Lambert Mendé, le porte-parole du gouvernement congolais, a déclaré que l'Union africaine n'a pas à dicter sa conduite à la Cour constitutionnelle en RDC.
Même réaction chez les partisans de l’opposant, Félix Tshisekedi, déclaré vainqueur par la Céni de ce scrutin.
"Nous trouvons ça scandaleux, ça n'a aucun fondement juridique", a pour sa part affirmé Peter Kazadi, avocat et directeur de cabinet adjoint de Félix Tshisekedi.
Beaucoup de congolais, quant à eux s’interrogent sur les motivations réelles de cette prise de position de l’Union africaine et surtout de son impact sur leur quotidien.

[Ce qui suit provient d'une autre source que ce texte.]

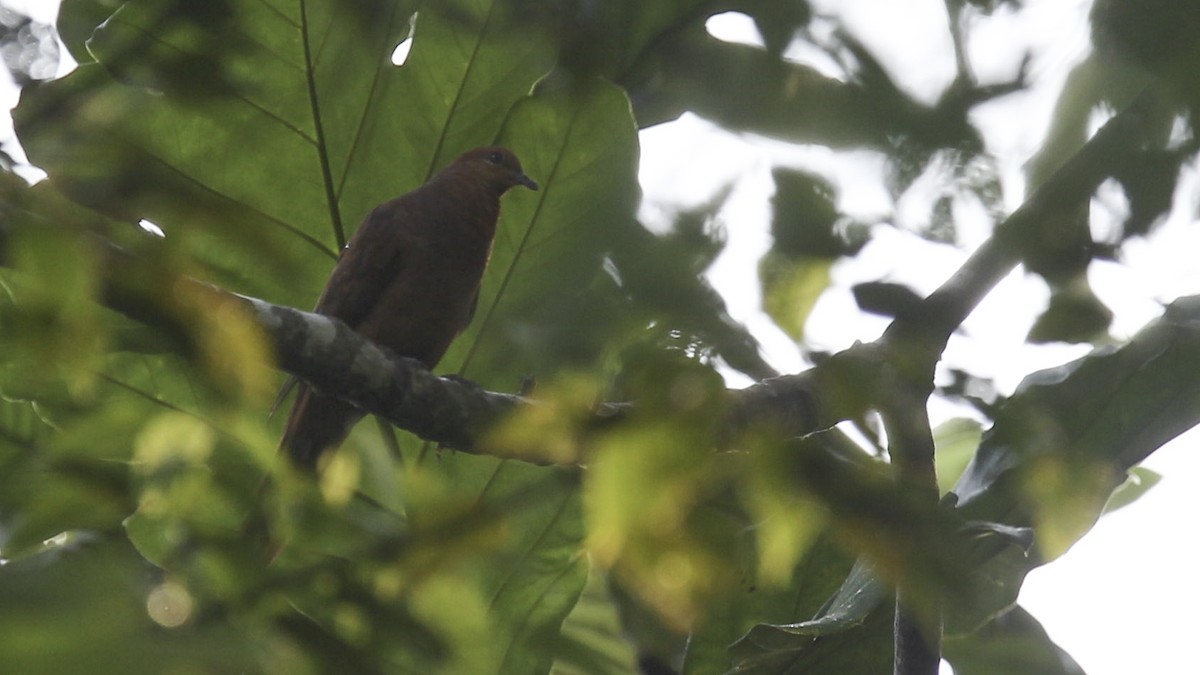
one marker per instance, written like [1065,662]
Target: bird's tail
[316,424]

"A l’heure où nous parlons c’est Tshilombo (NDLR : Félix Tshisekedi ) qui est président. Si la SADC pense que ce n’est pas correct, cela est de son ressort et c’est à elle de trancher l’affaire. Nous n’avons aucun souci, nous voulons juste que le pays reste calme, qu’il puisse y avoir la paix dans le pays. Même s’il arrivait que les résultats du scrutin soient annulés, il faut que la population reste calme", a expliqué ce Kinois interrogé par notre envoyée spéciale à Kinshasa, Wendy Bashi.
Nous ne sommes pas une région de l’Europe et nous ne sommes pas une cour internationale. Alors nous disons non à toute pression qui peut être faite sur la Cour constitutionnelle. Nous sommes là pour accompagner le président élu Felix Tshisekedi comme président de la République Démocratique du Congo", poursuit cet autre habitant de la capitale congolaise.

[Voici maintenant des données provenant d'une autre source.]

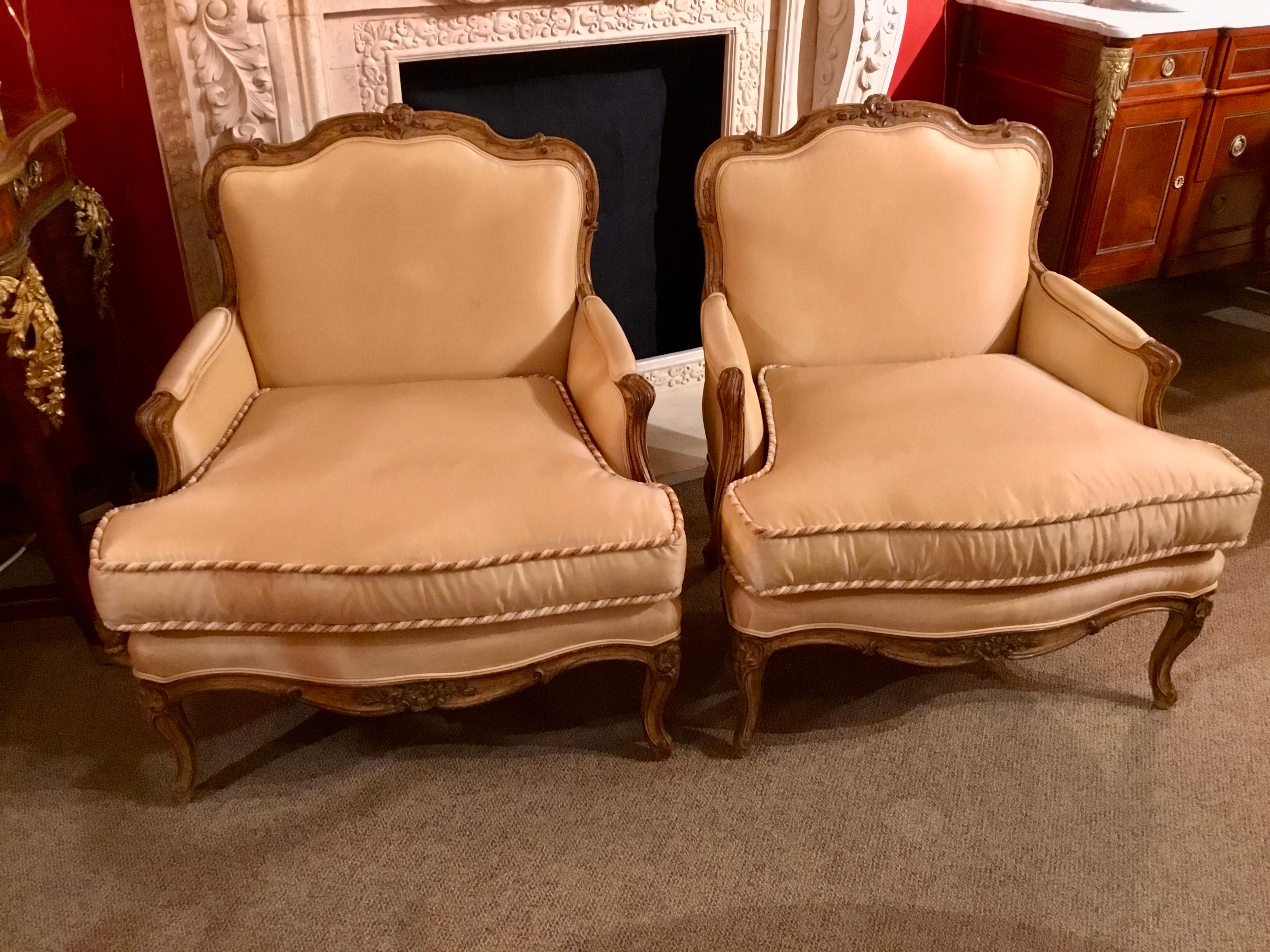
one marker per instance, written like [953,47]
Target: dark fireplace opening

Les déclarations contradictoires de Moussa Faki
Jeudi (17.01.19), peu avant le début du sommet des chefs d’Etat, le président de la commission de l’Union africaine avait adopté un ton moins offensif. Le tchadien Moussa Faki Mahamat a commencé par refuser toute ingérence.

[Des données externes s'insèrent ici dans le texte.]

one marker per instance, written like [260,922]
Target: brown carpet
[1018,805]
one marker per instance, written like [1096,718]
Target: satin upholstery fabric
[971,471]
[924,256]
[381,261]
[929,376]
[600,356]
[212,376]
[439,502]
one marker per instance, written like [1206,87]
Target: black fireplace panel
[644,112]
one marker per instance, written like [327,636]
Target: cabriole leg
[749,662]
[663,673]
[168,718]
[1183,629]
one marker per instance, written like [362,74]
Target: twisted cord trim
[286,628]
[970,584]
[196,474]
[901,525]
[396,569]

"Nous avons aussi plaidé pour le dialogue et des moyens plus constructifs de régler les problèmes qui soient éloignés de tout acte de violence, de toute intervention extérieure ou d'interférence", a-t-il soutenu.
Deux heures plus tard, Moussa Faki Mahamat déclarait pourtant exactement le contraire en lisant le communiqué de l'Union africaine qui évoquait des "doutes sérieux" sur la validité du scrutin présidentiel.
Paul Kagame aurait dirigé ce brusque changement de ton de l'Union africaine, plus habituée à des communiqués prudents qui respectent une vieille tradition du consensus.
Paul Kagame accepte en effet mal le rapprochement observé durant la campagne entre Félix Tschisekedi, le vainqueur annoncé de la présidentielle, et le président ougandais Yoveri Museveni, ancien allié de Kagame mais dont les relations avec Kigali se sont détériorées ces dernières années.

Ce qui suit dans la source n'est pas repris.